Dollar Unit Sampling

This post will demonstrate how to use Excel formulas to determine sample selections based on dollar units. The basic idea is that each dollar is a sampling unit, and as such, this method is more likely to select higher dollar items for testing. This method goes by several names, including monetary unit sampling, dollar unit sampling, or probability proportional to size. Although I’m not performing audits any longer, I wanted to answer a question I received from Anthony, who is. He asked for a fast way to determine his sample selections in Excel.

Here is his basic question:

“If I’ve determined that the monetary interval is \$1,000,000 we’ll take our population of loans (in an excel table) pick a random loan to start, we’ll drag down the loan balance column until the balances of the loans equal or exceed 1,000,000 and select that loan. Starting with the very next loan, we repeat this process over and over until we have the number needed for our sample. There’s got to be an easier way…”

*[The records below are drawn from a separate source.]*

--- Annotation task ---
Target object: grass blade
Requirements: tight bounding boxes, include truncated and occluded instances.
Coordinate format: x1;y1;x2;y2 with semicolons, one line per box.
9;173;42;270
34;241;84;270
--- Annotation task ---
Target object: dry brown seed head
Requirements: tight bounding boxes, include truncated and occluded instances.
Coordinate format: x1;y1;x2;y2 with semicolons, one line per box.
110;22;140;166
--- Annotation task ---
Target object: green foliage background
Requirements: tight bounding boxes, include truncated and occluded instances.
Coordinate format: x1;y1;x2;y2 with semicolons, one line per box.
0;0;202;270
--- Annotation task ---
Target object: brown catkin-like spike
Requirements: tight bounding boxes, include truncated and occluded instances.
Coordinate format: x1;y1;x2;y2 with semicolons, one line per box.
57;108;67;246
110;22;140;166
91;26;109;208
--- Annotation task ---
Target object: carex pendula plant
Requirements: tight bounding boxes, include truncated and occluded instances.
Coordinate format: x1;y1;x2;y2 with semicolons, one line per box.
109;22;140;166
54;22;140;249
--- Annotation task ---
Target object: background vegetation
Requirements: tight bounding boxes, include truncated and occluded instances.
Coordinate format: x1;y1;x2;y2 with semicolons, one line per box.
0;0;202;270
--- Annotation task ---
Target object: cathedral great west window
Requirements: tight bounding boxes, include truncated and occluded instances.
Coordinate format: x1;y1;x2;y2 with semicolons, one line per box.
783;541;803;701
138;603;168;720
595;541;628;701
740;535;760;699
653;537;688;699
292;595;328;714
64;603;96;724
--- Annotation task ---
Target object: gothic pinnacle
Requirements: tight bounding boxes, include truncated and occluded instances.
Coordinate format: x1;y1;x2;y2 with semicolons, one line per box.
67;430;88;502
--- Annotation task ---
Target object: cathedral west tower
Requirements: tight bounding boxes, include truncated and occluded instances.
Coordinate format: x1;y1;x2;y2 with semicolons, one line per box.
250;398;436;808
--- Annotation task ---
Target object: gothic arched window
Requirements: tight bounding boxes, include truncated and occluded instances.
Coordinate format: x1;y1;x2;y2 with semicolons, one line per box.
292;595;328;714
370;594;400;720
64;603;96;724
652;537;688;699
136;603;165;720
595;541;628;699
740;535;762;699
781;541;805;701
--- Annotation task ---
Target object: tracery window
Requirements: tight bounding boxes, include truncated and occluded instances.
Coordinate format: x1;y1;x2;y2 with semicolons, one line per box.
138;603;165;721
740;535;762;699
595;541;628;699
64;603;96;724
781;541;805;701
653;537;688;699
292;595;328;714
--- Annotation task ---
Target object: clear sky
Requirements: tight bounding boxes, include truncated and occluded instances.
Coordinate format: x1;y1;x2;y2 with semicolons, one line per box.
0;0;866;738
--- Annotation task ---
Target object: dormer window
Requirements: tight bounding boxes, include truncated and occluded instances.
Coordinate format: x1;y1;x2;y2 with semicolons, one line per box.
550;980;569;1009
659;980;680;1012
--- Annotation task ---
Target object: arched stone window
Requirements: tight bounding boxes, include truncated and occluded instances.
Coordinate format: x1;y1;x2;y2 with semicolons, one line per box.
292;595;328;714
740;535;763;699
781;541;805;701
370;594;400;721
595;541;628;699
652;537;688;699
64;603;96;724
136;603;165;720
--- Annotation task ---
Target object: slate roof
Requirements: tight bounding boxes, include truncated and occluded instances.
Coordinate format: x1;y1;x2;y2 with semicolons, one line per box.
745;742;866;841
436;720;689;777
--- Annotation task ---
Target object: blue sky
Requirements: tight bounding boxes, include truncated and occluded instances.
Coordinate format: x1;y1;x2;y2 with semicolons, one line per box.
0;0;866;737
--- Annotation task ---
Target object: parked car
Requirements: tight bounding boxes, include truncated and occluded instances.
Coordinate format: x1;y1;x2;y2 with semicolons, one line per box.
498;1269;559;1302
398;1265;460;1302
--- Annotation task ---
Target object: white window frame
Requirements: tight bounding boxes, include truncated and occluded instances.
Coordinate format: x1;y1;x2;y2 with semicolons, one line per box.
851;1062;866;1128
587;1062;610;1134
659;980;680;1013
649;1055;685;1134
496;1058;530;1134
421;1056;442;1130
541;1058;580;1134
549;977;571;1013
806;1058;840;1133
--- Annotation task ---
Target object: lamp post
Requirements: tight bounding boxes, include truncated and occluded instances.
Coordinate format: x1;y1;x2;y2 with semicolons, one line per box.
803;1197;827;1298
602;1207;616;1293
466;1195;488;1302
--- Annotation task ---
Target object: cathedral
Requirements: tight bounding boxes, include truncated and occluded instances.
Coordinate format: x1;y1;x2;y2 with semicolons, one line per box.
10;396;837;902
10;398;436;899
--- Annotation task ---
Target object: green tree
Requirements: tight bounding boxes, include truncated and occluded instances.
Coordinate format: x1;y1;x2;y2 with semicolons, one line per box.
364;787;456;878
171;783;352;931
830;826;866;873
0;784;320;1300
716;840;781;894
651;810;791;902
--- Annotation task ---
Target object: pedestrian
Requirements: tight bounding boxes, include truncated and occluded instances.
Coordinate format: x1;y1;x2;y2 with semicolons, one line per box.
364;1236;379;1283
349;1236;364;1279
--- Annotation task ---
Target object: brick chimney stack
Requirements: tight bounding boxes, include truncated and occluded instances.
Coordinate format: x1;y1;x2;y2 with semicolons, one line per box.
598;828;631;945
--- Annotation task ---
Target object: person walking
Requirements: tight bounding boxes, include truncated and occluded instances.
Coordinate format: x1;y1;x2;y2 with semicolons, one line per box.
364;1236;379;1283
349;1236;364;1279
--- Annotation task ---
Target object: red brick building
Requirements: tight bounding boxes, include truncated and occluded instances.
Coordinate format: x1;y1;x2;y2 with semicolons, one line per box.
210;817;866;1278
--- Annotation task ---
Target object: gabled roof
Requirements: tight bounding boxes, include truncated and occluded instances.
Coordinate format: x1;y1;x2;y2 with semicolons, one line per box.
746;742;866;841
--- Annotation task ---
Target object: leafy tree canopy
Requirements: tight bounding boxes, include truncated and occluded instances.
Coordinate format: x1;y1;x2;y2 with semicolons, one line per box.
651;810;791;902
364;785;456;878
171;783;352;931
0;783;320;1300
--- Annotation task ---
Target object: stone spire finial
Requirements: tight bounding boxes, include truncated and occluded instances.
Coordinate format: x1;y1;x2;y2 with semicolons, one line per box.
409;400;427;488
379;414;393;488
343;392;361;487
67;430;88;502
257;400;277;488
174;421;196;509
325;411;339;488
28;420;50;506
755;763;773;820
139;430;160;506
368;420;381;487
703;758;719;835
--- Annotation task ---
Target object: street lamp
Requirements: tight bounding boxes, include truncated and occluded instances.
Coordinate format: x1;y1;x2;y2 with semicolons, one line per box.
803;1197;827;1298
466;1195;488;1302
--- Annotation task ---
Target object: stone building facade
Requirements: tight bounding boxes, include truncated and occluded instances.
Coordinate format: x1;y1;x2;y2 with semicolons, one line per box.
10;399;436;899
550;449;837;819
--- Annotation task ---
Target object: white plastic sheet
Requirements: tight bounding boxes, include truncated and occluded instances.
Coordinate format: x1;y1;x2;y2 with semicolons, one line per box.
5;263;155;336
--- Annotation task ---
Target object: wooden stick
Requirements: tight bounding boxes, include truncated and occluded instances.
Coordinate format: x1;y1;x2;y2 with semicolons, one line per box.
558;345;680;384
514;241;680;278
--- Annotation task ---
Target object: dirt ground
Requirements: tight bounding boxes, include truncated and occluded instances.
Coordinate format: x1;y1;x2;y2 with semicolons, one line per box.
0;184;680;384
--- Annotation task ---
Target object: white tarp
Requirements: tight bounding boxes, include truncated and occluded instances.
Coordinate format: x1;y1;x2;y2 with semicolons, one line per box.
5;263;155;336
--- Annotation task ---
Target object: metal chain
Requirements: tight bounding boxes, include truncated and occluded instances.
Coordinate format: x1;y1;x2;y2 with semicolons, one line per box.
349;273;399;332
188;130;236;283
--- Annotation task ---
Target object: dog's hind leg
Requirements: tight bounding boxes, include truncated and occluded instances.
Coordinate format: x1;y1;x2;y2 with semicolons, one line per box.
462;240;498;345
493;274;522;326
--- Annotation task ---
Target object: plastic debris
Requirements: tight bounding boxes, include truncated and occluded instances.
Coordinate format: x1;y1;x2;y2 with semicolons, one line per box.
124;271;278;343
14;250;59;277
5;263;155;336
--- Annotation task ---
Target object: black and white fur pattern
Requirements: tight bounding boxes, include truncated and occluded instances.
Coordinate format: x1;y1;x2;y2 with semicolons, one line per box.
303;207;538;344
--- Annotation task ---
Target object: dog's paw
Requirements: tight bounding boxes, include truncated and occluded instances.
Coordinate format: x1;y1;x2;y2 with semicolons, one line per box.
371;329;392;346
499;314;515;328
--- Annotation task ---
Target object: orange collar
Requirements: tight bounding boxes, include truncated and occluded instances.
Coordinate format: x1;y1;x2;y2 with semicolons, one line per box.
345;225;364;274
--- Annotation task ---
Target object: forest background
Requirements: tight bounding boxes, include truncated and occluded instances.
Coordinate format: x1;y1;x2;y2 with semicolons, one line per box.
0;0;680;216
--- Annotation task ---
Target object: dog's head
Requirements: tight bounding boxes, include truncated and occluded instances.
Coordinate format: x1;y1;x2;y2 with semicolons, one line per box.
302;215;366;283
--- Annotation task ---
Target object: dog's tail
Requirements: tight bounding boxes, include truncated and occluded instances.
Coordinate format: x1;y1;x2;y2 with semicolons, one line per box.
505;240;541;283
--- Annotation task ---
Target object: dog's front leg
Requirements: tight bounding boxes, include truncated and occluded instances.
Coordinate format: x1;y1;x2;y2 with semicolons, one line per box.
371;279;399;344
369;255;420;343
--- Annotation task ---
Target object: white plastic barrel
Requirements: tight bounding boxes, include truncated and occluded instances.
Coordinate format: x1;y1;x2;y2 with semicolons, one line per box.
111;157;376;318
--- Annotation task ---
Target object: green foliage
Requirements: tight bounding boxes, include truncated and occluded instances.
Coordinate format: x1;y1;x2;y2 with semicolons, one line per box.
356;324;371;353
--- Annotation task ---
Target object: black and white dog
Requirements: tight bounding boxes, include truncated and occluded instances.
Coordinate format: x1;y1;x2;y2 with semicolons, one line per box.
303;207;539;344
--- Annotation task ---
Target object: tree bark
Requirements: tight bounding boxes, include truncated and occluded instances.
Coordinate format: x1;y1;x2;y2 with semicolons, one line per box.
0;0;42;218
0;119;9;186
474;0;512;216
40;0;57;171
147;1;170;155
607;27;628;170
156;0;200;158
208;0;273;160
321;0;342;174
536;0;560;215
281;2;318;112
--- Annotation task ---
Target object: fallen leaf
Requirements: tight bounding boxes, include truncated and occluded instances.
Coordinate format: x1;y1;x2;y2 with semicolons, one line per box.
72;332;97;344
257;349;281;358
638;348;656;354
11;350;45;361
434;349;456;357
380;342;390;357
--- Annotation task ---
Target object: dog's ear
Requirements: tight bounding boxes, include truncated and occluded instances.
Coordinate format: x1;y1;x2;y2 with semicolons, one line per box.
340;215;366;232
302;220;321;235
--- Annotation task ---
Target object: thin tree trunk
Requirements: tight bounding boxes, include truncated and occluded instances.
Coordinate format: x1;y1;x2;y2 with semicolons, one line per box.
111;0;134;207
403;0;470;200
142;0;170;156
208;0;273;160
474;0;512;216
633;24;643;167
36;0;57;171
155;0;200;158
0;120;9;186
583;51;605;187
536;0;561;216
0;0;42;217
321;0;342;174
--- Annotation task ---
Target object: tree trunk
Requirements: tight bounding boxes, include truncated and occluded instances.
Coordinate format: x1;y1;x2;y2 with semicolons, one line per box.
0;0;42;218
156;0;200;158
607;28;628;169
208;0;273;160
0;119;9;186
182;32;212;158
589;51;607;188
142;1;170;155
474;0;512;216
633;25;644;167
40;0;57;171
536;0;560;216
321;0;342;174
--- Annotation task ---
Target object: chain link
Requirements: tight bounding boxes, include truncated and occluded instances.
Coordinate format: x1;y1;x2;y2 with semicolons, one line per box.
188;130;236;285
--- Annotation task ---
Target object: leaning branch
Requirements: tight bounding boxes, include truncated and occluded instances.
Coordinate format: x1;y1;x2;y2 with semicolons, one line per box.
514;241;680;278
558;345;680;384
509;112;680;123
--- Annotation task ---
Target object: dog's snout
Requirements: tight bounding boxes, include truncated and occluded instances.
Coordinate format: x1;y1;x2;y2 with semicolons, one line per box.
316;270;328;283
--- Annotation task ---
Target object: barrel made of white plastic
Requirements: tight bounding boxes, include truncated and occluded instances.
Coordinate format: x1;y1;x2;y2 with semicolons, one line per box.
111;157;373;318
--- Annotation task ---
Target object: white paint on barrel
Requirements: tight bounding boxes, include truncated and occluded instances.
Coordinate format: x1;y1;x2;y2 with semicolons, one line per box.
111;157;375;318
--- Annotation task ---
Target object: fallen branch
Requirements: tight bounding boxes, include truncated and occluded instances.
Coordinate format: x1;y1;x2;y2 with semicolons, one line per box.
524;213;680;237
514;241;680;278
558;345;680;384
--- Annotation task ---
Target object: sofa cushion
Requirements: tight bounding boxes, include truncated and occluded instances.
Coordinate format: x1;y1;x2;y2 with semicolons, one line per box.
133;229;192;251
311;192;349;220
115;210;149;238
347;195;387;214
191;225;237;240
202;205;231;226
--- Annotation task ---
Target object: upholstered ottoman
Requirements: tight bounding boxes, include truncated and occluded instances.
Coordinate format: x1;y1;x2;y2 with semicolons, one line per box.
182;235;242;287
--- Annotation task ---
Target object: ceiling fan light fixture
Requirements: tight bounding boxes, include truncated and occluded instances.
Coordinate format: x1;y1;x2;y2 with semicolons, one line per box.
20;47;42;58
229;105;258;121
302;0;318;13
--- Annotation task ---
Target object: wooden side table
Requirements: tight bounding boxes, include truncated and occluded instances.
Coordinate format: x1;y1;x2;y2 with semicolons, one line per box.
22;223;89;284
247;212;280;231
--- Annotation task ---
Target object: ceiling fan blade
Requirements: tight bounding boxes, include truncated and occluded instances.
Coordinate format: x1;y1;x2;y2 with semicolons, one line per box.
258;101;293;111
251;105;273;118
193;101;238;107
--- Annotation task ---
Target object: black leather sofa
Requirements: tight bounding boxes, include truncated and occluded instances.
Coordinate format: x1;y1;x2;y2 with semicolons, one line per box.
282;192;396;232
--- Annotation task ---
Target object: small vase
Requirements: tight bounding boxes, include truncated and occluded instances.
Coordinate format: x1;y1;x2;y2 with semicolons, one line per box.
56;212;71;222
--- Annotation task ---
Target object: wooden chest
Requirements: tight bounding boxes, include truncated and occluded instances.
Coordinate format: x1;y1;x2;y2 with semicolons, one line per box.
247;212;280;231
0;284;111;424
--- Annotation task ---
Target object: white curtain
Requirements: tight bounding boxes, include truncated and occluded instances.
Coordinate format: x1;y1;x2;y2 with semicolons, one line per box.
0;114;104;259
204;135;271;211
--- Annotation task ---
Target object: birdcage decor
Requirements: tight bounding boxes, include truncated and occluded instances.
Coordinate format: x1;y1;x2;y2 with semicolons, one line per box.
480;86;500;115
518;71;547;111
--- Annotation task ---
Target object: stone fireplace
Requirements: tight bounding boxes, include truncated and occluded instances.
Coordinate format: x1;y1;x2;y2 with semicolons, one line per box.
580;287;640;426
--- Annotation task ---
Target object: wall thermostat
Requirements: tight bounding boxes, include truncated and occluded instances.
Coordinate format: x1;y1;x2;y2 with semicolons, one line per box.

Yes, there is an easier way. Rather than doing it manually (the slow way), we can use formulas to help us do it the fast way 🙂

Objective

Before we jump into the formulas, let’s just be clear about our objective.

Assuming our population is loans, we create a list and include the loan amount. We would like to be able to enter an interval amount, say, 1,000, and have Excel figure out which loans are selected. When the cumulative balance of loans hits 1,000, we would select that loan, and then begin the process on the very next loan. This is illustrated in the screenshot below. The first 1,000 is reached at loan C. Then, per Anthony’s question, the process would start again at the very next loan. The next 1,000 is reached at loan E, then the process starts again at loan F, and continues.

Now, let’s see how we can have Excel formulas help us out.

Details

As you know, in Excel there are many ways to accomplish any given task. So, this is but one of many possible options. If you have another you’d like to share, please post a comment below.

The approach presented in this post will use two helper columns to define the cumulative range, and then start over when a loan is selected. With these helper columns in place, the selection formula is rather straightforward.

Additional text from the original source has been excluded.